Checking Homoscedasticity (Equal Variance)¶

Why Homoscedasticity Matters¶

The assumption of homoscedasticity (also called homogeneity of variances) states that the variance of residuals should be approximately the same across all groups. In the ANOVA framework, the F-statistic pools the within-group variances into a single estimate of the common variance \(\sigma^2\). If the true variances differ across groups, this pooled estimate is a weighted average that does not accurately represent any single group, leading to:

An inflated or deflated F-statistic depending on the pattern of unequal variances and sample sizes.
Inaccurate p-values and increased risk of Type I or Type II errors.
Particularly severe distortions when unequal variances are combined with unequal sample sizes.

How to Check¶

Levene's Test¶

Levene's test assesses the null hypothesis that the population variances are equal across groups. It is more robust to departures from normality than Bartlett's test, making it the preferred choice in practice.
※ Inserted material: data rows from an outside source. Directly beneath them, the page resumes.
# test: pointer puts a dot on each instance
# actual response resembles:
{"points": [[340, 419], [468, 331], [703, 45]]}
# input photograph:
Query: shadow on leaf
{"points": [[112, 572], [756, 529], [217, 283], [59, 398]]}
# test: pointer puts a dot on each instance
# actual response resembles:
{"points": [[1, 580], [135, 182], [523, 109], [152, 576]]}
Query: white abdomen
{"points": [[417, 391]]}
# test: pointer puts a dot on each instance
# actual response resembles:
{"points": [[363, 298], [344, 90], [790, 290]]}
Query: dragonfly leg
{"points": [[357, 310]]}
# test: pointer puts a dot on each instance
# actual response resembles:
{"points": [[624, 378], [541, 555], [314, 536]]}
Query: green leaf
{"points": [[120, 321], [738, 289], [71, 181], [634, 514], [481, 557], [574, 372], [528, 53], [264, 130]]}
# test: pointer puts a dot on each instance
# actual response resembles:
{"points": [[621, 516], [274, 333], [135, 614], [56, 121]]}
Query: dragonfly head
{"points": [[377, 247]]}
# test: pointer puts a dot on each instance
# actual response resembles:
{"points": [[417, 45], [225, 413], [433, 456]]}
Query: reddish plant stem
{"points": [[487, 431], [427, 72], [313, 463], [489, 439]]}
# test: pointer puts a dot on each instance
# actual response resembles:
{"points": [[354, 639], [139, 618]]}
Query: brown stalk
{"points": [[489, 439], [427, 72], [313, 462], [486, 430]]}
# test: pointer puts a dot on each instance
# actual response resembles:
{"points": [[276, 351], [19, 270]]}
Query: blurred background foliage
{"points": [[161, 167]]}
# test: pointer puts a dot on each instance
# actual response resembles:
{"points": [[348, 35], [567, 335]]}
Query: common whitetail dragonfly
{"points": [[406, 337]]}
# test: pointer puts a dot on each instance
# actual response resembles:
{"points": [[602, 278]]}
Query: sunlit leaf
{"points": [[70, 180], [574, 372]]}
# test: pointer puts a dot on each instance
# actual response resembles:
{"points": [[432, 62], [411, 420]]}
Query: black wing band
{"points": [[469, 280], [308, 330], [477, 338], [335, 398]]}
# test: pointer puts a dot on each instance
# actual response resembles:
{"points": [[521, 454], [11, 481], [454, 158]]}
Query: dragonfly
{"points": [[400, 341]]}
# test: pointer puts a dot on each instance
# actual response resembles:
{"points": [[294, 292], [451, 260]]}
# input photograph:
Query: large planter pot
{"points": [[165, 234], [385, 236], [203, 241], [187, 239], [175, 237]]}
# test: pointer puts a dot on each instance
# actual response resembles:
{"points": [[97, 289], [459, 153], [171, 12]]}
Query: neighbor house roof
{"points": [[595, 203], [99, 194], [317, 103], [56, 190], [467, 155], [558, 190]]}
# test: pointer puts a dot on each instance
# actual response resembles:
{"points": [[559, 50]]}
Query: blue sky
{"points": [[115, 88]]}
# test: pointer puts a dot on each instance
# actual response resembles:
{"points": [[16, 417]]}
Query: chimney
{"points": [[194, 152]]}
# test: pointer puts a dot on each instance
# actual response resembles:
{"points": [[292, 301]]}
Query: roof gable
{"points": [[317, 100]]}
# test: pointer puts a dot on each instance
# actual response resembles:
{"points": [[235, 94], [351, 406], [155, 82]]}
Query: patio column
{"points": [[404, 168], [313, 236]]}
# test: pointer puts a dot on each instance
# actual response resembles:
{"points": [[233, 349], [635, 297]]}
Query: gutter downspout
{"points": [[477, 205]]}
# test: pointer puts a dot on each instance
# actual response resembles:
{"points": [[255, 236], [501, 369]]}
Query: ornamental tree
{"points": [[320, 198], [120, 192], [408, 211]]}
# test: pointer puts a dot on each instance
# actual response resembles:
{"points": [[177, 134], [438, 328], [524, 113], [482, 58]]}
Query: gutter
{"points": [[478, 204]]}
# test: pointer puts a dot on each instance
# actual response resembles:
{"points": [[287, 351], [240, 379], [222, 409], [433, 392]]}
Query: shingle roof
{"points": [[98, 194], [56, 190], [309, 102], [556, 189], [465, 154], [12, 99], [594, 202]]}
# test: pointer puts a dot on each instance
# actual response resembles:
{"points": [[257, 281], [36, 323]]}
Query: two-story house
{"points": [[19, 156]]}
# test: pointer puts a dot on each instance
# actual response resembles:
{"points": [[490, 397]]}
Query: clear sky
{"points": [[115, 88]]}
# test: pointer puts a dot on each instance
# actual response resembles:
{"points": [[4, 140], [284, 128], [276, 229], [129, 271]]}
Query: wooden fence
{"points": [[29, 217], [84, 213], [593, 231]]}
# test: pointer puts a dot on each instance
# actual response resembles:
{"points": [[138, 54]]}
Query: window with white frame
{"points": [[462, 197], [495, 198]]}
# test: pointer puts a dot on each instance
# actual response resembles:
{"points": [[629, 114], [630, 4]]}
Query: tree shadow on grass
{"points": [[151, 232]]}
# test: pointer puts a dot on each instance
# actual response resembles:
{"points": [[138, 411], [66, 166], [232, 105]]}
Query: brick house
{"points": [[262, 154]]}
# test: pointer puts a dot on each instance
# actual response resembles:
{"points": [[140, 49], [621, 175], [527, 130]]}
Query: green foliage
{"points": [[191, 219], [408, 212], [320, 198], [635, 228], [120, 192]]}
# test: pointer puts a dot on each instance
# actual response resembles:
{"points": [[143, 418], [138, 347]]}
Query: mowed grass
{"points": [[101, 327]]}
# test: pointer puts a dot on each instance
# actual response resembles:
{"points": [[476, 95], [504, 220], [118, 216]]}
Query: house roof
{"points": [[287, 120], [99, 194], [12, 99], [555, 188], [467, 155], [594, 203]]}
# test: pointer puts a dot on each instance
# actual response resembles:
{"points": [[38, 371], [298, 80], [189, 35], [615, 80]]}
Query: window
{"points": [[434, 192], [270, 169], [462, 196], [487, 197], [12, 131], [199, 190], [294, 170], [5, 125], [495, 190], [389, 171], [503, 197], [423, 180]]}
The test works by computing the absolute deviations from the group medians (or means) and then performing a one-way ANOVA on these deviations.

from scipy.stats import levene

group1 = data[data['group'] == 'A']['response']
group2 = data[data['group'] == 'B']['response']
group3 = data[data['group'] == 'C']['response']

stat, p_value = levene(group1, group2, group3)
print(f"Levene's Test: F = {stat:.4f}, p-value = {p_value:.4f}")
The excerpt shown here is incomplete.